The Bush administration claims that such concerns are addressed in the treaty. But Mr. Anderson says the provisions are not nearly enough.
Even the steelmakers are keeping an eye on those provisions. If Mexico has less stringent (and thus less costly) regulations on the environment and worker safety, its steel industry will have a leg up.
Though the treaty will give US companies more freedom to set up shop in low-wage Mexico - a boon to investors, perhaps - that will not offer much comfort to US workers left jobless, Anderson says.
Building new steel plants involves so much capital that analysts don't expect a rapid shift across the border.
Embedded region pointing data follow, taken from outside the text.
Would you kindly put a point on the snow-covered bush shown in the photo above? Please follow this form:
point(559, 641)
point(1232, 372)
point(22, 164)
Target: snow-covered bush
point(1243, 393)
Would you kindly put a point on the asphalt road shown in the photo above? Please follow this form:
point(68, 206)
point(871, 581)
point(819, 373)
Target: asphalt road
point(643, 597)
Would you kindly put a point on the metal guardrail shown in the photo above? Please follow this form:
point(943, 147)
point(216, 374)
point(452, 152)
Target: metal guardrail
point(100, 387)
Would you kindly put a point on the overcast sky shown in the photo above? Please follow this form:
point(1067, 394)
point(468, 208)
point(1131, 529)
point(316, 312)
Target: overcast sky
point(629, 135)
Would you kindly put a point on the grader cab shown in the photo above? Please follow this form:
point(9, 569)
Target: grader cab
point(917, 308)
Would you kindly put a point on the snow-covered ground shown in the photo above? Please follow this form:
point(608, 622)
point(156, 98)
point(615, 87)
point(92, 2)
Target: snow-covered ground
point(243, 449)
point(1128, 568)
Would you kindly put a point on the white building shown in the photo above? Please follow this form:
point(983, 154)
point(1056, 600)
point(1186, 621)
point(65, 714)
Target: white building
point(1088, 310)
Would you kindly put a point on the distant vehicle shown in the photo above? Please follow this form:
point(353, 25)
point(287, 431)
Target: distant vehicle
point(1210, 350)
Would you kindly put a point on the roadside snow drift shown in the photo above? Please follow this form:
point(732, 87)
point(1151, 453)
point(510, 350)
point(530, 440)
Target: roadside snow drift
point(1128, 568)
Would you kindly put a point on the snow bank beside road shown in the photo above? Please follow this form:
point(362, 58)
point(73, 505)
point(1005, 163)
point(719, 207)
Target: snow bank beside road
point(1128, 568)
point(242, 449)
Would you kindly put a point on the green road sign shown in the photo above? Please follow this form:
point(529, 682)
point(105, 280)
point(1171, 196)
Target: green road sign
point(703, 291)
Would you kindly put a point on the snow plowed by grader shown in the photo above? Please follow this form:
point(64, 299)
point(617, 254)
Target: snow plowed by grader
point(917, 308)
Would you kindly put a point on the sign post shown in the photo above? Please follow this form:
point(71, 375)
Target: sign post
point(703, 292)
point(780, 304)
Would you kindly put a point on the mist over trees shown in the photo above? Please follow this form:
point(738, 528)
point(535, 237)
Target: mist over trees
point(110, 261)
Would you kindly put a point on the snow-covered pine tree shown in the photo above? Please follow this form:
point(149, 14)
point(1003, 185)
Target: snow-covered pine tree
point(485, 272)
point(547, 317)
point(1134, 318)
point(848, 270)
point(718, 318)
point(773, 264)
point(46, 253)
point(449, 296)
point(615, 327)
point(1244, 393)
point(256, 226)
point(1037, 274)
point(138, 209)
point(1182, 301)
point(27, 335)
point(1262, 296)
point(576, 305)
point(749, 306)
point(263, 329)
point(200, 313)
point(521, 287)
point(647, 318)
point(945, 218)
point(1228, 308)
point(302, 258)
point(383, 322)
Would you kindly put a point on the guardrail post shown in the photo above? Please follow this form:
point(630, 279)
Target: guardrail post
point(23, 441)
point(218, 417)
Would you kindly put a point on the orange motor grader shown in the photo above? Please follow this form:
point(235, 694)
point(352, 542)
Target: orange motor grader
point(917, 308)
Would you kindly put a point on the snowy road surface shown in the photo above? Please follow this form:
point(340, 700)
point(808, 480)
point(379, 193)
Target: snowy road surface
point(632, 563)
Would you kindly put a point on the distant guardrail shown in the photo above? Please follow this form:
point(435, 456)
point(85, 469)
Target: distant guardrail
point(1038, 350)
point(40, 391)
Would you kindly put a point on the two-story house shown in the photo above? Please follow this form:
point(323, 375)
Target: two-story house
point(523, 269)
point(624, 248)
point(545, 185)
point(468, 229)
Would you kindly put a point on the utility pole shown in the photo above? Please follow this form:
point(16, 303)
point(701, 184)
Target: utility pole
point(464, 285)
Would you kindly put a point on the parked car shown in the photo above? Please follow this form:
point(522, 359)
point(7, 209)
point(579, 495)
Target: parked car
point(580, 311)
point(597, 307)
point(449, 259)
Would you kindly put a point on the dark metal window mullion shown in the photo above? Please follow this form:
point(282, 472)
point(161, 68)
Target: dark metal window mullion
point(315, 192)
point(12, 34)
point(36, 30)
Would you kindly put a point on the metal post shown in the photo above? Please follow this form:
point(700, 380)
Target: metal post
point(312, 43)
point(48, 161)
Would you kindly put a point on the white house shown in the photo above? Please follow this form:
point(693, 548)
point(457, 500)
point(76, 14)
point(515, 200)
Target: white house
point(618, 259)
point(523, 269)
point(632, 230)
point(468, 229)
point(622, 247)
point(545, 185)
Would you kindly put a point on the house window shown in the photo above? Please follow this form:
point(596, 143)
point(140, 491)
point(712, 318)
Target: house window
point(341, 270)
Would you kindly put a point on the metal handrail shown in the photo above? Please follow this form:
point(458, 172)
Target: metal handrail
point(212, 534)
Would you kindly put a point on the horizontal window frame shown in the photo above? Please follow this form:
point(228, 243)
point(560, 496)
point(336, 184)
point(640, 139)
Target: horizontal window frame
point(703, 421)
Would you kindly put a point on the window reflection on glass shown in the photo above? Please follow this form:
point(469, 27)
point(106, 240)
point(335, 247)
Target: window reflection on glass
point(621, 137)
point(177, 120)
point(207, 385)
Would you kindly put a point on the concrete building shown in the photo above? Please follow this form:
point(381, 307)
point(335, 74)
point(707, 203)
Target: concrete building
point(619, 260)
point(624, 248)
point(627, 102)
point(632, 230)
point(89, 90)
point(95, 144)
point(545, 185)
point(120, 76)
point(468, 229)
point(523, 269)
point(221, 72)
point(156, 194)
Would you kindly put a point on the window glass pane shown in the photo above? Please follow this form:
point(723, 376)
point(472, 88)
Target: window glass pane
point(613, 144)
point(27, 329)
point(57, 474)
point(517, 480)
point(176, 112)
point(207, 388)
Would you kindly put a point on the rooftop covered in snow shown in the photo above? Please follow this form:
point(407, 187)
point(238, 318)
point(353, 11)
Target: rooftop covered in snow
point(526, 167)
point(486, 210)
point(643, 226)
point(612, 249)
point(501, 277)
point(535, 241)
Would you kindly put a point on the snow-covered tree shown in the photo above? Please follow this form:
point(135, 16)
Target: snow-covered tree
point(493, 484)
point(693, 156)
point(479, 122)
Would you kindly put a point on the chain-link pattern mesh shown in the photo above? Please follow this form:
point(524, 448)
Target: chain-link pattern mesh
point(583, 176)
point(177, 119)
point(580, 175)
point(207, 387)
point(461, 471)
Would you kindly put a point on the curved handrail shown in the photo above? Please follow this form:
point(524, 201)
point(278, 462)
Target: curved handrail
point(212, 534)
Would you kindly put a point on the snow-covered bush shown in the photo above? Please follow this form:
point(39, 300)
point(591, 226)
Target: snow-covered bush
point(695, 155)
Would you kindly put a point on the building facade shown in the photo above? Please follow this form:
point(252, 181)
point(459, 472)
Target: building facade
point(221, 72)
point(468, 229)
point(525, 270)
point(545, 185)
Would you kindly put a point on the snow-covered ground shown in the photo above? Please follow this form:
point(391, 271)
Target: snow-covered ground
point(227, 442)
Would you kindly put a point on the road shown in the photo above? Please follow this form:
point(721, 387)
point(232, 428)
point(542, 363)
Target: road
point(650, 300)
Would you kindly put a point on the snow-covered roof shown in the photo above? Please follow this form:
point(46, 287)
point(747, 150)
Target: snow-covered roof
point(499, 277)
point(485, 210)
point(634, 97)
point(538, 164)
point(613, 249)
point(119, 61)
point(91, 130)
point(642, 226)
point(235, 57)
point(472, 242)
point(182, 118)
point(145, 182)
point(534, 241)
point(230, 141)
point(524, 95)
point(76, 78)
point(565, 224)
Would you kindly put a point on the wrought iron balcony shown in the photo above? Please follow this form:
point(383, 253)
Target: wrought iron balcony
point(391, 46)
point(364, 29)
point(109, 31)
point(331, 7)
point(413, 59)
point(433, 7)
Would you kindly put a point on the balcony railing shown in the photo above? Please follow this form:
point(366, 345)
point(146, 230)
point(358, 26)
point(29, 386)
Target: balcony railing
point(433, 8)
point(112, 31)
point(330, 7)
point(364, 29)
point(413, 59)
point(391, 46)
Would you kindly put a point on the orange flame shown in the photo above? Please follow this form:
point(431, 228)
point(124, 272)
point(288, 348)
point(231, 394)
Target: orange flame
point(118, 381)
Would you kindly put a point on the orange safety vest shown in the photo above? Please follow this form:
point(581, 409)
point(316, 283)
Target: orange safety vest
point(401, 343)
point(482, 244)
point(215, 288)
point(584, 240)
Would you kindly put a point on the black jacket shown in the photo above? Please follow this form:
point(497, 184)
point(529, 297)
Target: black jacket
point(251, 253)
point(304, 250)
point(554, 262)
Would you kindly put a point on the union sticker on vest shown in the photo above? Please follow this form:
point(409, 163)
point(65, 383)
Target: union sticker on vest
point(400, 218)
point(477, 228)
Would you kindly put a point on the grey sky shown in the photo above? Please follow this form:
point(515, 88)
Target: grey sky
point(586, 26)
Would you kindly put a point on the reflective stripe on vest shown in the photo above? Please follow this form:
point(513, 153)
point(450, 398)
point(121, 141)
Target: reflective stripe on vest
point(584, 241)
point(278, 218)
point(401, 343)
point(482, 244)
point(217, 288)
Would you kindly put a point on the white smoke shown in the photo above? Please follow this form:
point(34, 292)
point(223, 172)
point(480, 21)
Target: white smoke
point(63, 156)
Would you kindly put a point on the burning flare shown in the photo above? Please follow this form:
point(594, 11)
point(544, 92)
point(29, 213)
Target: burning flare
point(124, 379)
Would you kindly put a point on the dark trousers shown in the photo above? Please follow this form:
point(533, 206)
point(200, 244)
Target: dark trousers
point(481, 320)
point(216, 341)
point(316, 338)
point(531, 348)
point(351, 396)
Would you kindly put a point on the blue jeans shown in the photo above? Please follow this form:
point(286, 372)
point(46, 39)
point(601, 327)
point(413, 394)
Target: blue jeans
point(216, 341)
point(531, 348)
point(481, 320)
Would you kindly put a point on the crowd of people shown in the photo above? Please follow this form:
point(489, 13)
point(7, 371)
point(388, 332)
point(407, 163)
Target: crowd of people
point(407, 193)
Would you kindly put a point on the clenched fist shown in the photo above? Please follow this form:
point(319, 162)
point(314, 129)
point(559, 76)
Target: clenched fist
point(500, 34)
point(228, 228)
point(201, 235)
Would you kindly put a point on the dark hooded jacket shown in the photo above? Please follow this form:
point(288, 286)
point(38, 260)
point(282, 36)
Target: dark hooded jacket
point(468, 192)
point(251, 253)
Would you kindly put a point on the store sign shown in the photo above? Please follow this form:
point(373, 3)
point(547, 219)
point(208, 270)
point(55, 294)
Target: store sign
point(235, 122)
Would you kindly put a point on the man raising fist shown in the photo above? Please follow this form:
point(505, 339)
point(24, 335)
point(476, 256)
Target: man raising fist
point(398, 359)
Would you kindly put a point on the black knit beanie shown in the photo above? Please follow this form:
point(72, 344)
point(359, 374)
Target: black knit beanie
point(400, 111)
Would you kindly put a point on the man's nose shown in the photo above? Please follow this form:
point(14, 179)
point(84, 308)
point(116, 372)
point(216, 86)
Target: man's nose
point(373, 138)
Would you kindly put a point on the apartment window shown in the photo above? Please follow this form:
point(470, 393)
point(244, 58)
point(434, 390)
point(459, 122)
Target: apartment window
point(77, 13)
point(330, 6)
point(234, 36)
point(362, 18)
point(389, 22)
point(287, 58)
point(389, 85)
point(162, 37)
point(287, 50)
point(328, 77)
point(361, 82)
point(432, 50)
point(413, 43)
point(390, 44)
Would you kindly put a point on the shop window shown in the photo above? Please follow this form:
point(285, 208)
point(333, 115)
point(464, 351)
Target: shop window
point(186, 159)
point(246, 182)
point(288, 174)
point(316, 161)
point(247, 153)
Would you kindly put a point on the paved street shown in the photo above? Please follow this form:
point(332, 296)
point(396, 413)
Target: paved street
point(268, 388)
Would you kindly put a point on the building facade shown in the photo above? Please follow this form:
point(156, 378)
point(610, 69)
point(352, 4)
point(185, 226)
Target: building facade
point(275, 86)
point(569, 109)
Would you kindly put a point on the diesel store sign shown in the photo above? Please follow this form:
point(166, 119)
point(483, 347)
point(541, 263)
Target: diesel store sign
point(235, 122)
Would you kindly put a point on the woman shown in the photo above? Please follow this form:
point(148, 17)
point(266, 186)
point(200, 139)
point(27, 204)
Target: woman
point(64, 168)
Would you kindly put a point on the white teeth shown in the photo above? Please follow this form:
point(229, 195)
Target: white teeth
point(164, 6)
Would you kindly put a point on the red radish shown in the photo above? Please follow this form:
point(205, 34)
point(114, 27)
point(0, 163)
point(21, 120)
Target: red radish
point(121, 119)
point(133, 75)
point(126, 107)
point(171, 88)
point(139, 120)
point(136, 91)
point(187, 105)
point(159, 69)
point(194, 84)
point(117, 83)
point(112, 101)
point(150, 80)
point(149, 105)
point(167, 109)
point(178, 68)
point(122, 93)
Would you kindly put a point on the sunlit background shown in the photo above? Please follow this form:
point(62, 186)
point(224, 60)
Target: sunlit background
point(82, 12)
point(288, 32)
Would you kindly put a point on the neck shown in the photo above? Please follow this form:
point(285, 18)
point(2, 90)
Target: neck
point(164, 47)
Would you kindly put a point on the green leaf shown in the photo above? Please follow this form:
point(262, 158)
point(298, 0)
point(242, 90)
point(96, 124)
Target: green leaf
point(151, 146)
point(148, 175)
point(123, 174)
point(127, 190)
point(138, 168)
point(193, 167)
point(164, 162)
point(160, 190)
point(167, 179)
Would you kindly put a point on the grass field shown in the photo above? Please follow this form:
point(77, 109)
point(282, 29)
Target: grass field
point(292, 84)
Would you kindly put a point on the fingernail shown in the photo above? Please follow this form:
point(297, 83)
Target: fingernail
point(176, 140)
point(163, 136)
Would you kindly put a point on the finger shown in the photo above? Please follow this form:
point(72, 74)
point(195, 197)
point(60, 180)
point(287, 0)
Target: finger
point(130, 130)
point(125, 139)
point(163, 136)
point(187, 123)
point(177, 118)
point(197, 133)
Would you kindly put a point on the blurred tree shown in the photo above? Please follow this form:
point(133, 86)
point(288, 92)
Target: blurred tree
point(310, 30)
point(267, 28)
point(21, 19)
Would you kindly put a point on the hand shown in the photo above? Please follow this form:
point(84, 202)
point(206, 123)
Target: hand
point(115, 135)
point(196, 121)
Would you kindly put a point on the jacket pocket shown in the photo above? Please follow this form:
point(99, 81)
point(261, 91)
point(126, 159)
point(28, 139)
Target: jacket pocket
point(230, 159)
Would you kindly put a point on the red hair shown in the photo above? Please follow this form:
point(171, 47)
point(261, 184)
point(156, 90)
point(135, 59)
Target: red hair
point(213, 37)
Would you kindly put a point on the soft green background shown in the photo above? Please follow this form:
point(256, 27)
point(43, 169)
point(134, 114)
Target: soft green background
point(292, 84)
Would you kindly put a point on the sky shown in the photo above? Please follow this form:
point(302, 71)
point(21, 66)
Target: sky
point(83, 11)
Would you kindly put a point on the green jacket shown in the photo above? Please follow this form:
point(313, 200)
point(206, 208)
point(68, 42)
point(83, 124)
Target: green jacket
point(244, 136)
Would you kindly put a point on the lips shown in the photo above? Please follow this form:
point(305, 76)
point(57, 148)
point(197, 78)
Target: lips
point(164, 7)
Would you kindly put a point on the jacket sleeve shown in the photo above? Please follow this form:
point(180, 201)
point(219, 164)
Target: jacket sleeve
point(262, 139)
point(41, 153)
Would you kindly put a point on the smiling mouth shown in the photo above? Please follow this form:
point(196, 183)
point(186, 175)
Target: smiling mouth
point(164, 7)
As it happens, US, Canadian, and Mexican steelmakers share many mutual concerns.
"It's not at all a battlefield," the steel official says.
Companies from all three countries have joined together to form the North American Steel Council. In July, the council announced it had reached agreement on five of nine key points: rules of origin, safeguards, elimination of tariffs, resources for customs offices, and third-country access to the treaty's provisions.
All three countries are eager to ensure that a non-NAFTA country won't be able to export steel to, say, Mexico then re-export it duty free to the US.
Steelmakers in Canada and Mexico were anxious to weaken provisions of US trade law. They didn't want the US to retain the power to slap countervailing duties on their goods. But US steelmakers - not to mention US negotiators - have held firm on that issue.
"We cannot give away the strength of the current trade laws," says Thomas Ferrall, a spokesman at USX Corporation.
The US, meanwhile, would like to supply huge government-owned Mexican companies, such as Pemex, with steel.
But Mexico is unlikely to offer up that plum to outsiders. It argues its own steel industry is too weak to survive without some form of trade protection.
If and when all North American trade barriers come down, the US industry does stand to gain. Thanks to a decade of restructuring and modernization, it is at least as efficient as its neighbors to the north and south.
"The US steel industry is now perhaps the leader in terms of labor productivity," says John Jacobson, head of Jacobson and Associates, a steel consulting firm in Philadelphia. But the industry's gains will be slow and gradual - in the same way that the trade barriers will fall.